PCBs (polychlorinated biphenyls) are chemicals that were used as coolants and lubricants in electrical equipment for 50 years. They were banned in the US in 1979 because of their severe toxicity. Although they're no longer manufactured, PCBs are still present in older products, such as caulking, oil-based paint, floor finish, older automobile electrical systems, and insulation.
 
PCBs persist for years in the environment — in soil, water and the food chain — as well as in body fat and breast milk. PCBs are endocrine disruptors, that is, they can alter a person's hormone system at even small levels of exposures.
 
And now we know that over 30 years after they stopped being manufactured, PCB's are making it harder for couples to have children, including in 12 counties in Texas.
 
That's the conclusion of a new extensive $10 million National Institue of Health study that's the largest of its kind ever done.
 
Researchers enrolled 501 couples from four counties in Michigan, and 12 counties in Texas, from 2005 to 2009. The couples were part of the Longitudinal Investigation of Fertility and the Environment (LIFE) study, established to examine the relationship between fertility and exposure to environmental chemicals and lifestyle. An earlier analysis from the LIFE study found that high blood levels of lead and cadmium also were linked to pregnancy delay.
 
Those couples that had the highest PCB levels in their bloodstream had the most difficult time conceiving, 20% harder on average.
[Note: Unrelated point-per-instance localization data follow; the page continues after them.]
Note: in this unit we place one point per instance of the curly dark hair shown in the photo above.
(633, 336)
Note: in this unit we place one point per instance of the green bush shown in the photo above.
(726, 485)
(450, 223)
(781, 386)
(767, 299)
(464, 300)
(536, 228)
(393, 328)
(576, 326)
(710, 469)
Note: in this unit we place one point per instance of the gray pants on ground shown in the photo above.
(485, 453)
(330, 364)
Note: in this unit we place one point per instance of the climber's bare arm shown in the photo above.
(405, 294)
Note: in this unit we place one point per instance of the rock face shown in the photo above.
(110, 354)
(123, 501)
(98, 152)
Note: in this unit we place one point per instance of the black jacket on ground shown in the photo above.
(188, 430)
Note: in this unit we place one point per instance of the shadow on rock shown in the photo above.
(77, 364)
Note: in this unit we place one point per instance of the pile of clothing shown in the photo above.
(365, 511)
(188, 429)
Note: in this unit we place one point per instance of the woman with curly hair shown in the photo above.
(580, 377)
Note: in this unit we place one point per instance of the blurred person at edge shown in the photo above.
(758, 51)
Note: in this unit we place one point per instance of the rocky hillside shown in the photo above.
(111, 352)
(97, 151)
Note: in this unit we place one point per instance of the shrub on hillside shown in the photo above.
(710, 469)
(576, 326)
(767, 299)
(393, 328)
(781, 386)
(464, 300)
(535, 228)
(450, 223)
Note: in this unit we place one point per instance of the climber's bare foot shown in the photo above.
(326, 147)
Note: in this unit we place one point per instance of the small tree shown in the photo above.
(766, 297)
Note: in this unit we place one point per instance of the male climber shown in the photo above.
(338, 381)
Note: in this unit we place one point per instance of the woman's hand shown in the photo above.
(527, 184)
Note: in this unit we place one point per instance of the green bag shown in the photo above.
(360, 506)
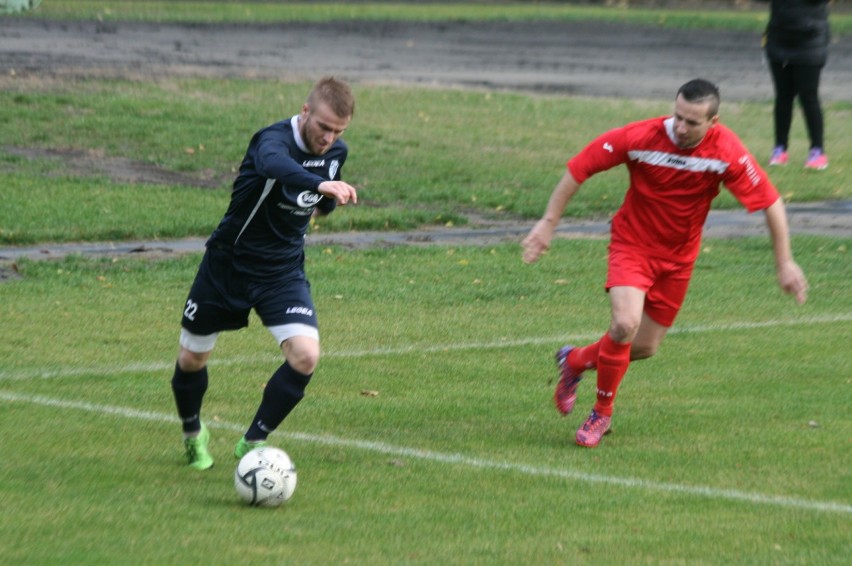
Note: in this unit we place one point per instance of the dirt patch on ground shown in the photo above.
(584, 58)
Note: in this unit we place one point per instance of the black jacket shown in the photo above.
(798, 32)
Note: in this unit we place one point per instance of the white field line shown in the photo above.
(460, 459)
(166, 366)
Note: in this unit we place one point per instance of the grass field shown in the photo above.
(428, 434)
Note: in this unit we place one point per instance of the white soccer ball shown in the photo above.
(265, 477)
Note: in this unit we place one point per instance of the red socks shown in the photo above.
(611, 360)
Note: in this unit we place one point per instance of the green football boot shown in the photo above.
(196, 450)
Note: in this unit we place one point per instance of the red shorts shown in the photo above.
(664, 281)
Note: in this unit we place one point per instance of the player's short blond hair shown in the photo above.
(336, 94)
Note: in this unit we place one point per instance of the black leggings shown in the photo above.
(802, 81)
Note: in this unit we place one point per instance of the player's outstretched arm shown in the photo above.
(791, 278)
(341, 192)
(538, 240)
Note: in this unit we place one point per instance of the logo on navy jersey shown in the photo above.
(300, 310)
(308, 199)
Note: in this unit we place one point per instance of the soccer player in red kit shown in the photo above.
(676, 164)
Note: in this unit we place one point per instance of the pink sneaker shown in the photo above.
(779, 156)
(566, 390)
(593, 429)
(816, 160)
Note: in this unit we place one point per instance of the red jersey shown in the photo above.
(671, 188)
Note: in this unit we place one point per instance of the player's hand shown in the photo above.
(537, 241)
(792, 280)
(341, 192)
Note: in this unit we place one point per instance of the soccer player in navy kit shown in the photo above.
(255, 260)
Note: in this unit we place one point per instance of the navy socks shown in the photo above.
(189, 389)
(283, 392)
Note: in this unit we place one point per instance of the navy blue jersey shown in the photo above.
(274, 196)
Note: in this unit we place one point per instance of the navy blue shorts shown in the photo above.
(221, 299)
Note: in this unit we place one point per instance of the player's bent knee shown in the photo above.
(642, 352)
(302, 353)
(192, 361)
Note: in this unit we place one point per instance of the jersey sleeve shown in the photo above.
(603, 153)
(273, 161)
(746, 180)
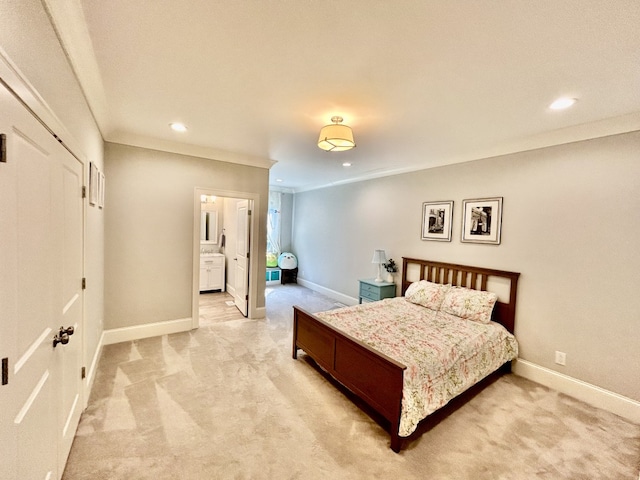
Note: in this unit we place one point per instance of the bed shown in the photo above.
(363, 347)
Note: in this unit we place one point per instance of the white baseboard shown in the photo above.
(91, 373)
(136, 332)
(598, 397)
(342, 298)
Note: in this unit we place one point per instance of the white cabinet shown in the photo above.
(212, 272)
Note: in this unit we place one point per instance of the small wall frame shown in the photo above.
(436, 221)
(482, 220)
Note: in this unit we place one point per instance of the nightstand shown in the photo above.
(371, 291)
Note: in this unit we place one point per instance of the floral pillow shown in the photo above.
(469, 304)
(427, 294)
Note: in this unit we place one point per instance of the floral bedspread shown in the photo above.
(444, 354)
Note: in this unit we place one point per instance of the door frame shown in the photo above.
(254, 228)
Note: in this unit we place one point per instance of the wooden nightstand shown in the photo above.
(371, 291)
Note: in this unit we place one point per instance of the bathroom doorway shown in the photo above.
(223, 254)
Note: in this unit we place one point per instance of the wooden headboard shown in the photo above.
(475, 278)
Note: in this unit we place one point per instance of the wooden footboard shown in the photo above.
(374, 377)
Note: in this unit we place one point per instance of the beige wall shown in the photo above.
(570, 226)
(149, 230)
(30, 43)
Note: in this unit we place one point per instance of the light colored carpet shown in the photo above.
(227, 401)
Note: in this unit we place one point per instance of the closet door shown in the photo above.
(70, 303)
(27, 316)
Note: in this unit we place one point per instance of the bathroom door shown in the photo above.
(242, 257)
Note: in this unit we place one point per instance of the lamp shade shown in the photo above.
(336, 137)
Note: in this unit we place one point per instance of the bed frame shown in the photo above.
(372, 376)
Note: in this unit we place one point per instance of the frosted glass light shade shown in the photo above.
(336, 137)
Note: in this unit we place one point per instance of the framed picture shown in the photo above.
(100, 190)
(482, 220)
(436, 221)
(94, 181)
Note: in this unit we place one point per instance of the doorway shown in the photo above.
(233, 244)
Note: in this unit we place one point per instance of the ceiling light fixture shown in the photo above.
(178, 127)
(336, 137)
(562, 103)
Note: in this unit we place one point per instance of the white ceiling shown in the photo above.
(422, 83)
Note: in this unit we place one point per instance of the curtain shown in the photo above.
(273, 229)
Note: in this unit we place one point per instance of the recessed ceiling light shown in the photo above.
(178, 127)
(562, 103)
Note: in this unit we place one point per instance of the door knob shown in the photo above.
(63, 336)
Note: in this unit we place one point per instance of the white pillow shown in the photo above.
(469, 304)
(427, 294)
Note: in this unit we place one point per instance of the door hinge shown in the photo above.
(3, 148)
(5, 371)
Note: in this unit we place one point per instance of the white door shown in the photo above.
(242, 256)
(70, 306)
(32, 286)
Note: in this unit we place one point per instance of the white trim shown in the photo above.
(31, 350)
(347, 300)
(136, 332)
(32, 398)
(90, 378)
(591, 394)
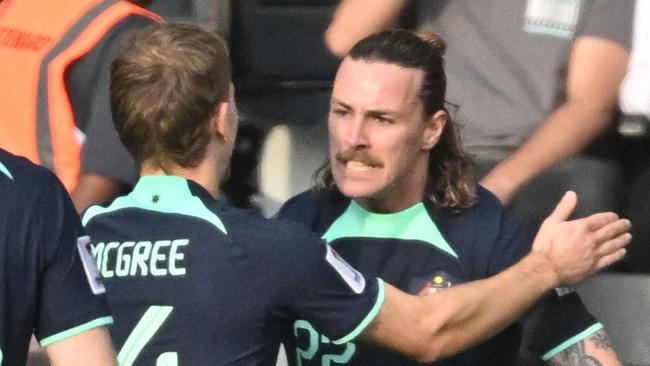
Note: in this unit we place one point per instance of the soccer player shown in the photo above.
(193, 281)
(397, 201)
(43, 287)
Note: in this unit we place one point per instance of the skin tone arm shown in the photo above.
(92, 347)
(595, 351)
(596, 69)
(564, 252)
(93, 189)
(356, 19)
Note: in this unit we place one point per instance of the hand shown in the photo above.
(581, 247)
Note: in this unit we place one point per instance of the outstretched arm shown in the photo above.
(440, 325)
(596, 350)
(92, 347)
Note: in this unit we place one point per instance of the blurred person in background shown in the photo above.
(54, 58)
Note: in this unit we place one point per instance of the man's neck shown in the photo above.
(207, 178)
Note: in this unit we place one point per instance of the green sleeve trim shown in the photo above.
(5, 171)
(369, 318)
(573, 340)
(107, 320)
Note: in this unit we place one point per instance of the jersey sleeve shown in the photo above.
(612, 20)
(317, 285)
(559, 322)
(88, 83)
(66, 303)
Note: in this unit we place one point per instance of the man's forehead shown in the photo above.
(366, 80)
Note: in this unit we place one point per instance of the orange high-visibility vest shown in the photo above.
(39, 40)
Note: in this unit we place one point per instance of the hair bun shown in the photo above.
(433, 40)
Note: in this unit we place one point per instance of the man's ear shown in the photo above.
(433, 129)
(220, 123)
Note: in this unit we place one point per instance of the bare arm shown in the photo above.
(93, 189)
(596, 68)
(594, 351)
(92, 347)
(440, 325)
(356, 19)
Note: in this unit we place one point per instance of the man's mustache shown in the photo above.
(360, 156)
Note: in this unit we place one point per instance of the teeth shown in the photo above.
(357, 165)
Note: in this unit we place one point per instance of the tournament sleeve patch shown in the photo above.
(351, 276)
(90, 267)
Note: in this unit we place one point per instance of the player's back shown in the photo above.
(193, 281)
(17, 297)
(43, 288)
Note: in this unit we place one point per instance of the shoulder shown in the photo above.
(269, 237)
(313, 209)
(25, 180)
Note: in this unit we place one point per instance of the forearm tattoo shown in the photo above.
(576, 355)
(601, 340)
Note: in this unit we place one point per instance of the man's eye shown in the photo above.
(340, 112)
(382, 120)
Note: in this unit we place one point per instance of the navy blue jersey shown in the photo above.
(421, 250)
(194, 281)
(43, 286)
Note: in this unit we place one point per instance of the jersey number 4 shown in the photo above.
(146, 328)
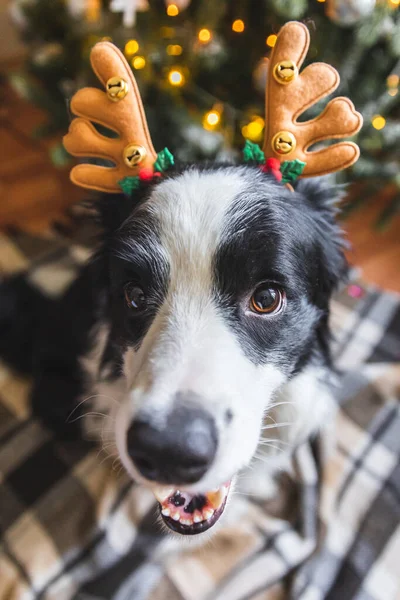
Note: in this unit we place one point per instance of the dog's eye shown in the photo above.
(135, 297)
(267, 300)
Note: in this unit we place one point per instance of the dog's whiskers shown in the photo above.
(285, 424)
(86, 400)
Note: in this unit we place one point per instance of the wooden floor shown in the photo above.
(33, 193)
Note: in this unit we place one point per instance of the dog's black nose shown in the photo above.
(180, 452)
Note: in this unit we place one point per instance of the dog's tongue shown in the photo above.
(191, 513)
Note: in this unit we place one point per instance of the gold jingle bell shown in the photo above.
(283, 142)
(285, 71)
(134, 155)
(117, 88)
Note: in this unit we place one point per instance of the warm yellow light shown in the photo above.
(131, 47)
(211, 119)
(167, 32)
(176, 77)
(174, 50)
(393, 80)
(172, 10)
(139, 62)
(204, 35)
(259, 120)
(238, 26)
(378, 122)
(253, 131)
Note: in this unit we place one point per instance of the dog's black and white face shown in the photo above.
(219, 286)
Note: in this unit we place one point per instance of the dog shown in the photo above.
(200, 326)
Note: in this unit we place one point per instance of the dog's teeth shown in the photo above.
(163, 493)
(208, 513)
(215, 498)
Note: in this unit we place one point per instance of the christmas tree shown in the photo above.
(201, 69)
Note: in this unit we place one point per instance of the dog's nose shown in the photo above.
(179, 453)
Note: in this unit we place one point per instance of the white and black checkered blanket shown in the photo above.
(72, 527)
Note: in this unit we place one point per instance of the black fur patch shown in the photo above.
(291, 240)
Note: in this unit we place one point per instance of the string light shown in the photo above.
(176, 77)
(139, 62)
(204, 35)
(393, 84)
(253, 130)
(174, 50)
(212, 118)
(131, 47)
(238, 26)
(378, 122)
(393, 80)
(167, 32)
(172, 10)
(93, 9)
(271, 40)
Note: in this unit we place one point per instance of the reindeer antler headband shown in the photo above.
(285, 149)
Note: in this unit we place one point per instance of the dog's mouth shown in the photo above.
(190, 514)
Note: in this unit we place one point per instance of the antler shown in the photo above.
(289, 94)
(121, 110)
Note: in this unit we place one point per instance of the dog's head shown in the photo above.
(218, 287)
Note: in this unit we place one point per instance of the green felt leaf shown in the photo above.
(129, 184)
(164, 161)
(253, 153)
(291, 170)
Exposure to these pollutants is known to have a number of effects on human health, but their effects on human fertility — and the likelihood of couples achieving pregnancy– have not been extensively studied.
 
"Our findings suggest that persistent organochlorine pollutants may play a role in pregnancy delay," said the study's first author, Germaine Buck Louis, Ph.D., director of the Division of Epidemiology, Statistics, and Prevention Research at the Eunice Kennedy Shriver National Institute of Child Health and Human Development (NICHD) at NIH.
 
Dr. Buck Louis added that individuals may limit their exposure by removing and avoiding the fat of meat and fish, and by limiting the consumption of animal products.

The study was published online in Environmental Health Perspectives and is available online at http://ehp.niehs.nih.gov/2012/11/1204996/.
 
Think the problem is only with leftover PCBs? Think again. PCBs are part of a category of chemicals known as persistent organochlorine pollutants (POPs) and include industrial chemicals and chemical byproducts as well as pesticides. In many cases, the compounds are present in soil, water, and in the food chain. The compounds are resistant to decay, and may persist in the environment for decades. Some, known as persistent lipophilic organochlorine pollutants, accumulate in fatty tissues. Another type, called perfluorochemicals, are used in clothing, furniture, adhesives, food packaging, heat-resistant non-stick cooking surfaces, and the insulation of electrical wire. This stuff is all around us. As are other endocrine disruptors.
 
And is this a good time to remind you that the Midlothian cement plants have all put in permits to burn more industrial wastes, including the shredded remains of older cars?